Are mass shooting fatalities becoming the new car accidents of media coverage? So routine that they couldn’t possibly all be reported? We have all watched the shaky helicopter footage that captures SWAT teams with weapons drawn as students pour out of classroom exits with hands over their heads. The hours of coverage spent on the ground at these scenes just waiting for new information to be released. This type of coverage simply isn’t prevalent anymore, but it’s not because mass shootings have declined.
This generation of students and those in the foreseeable future will sit with the fear of an attack.
Some would argue that media attention contributes to copycat attacks. In the El Paso shooting, media coverage granted increased visibility to the shooter Patrick Crusius and his white supremacist manifesto. Had he not turned to bloodshed, his manifesto would not have reached the national audience that it did. It’s impossible to know what implications the manifesto may have had on a similarly radicalized mind, or what effects may still be brewing.

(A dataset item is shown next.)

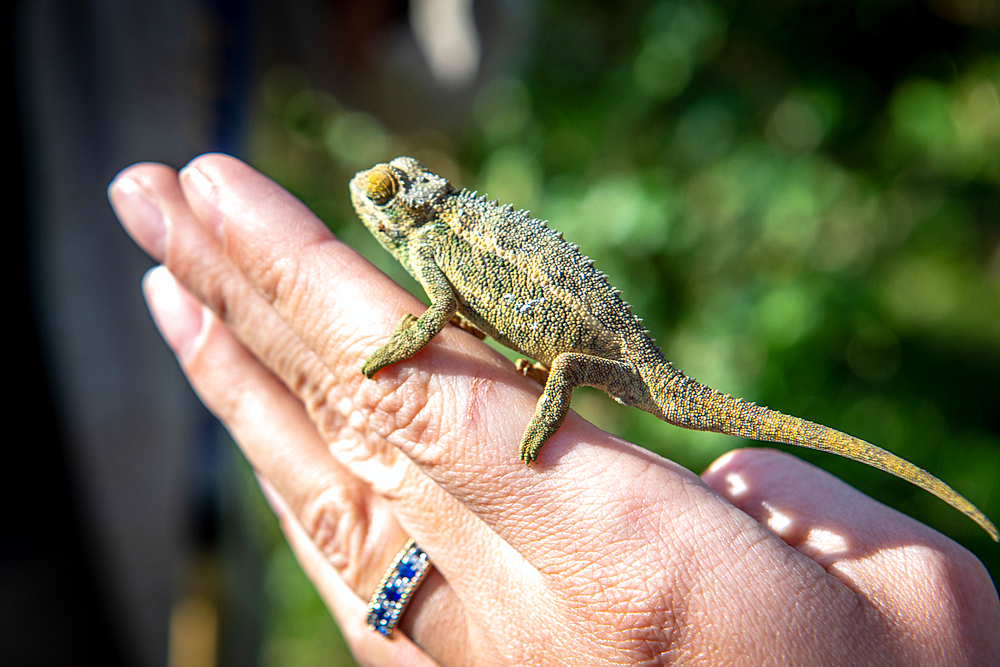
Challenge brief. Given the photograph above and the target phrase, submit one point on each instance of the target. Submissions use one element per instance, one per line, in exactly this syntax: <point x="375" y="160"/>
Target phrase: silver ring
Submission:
<point x="398" y="583"/>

The actions of the media around shootings may seem unimportant, but decreasing coverage causes concern that as a society, these acts of violence are becoming normalized. I’m certainly guilty of seeing a headline and simply thinking “Oh, another school shooting” before moving on with my day. The next step after normalizing these acts would be to accept them, instead of finding solutions to actively prevent them.
This generation of students and those in the foreseeable future will sit with the fear of an attack. They will look over their shoulders at the library, and actively scan for exits at the movie theater. Between the routine active shooter drills throughout school and the regularity in which the violence is occurring, the subject is married to our subconscious.
I can only take inventory of how growing up alongside this threat has impacted me and my peers. It is crucial that we continue to talk about the toll this violent climate will take over time, rather than allow it to become the norm. I hope that in the future, kids are afforded the privilege to simply be kids again.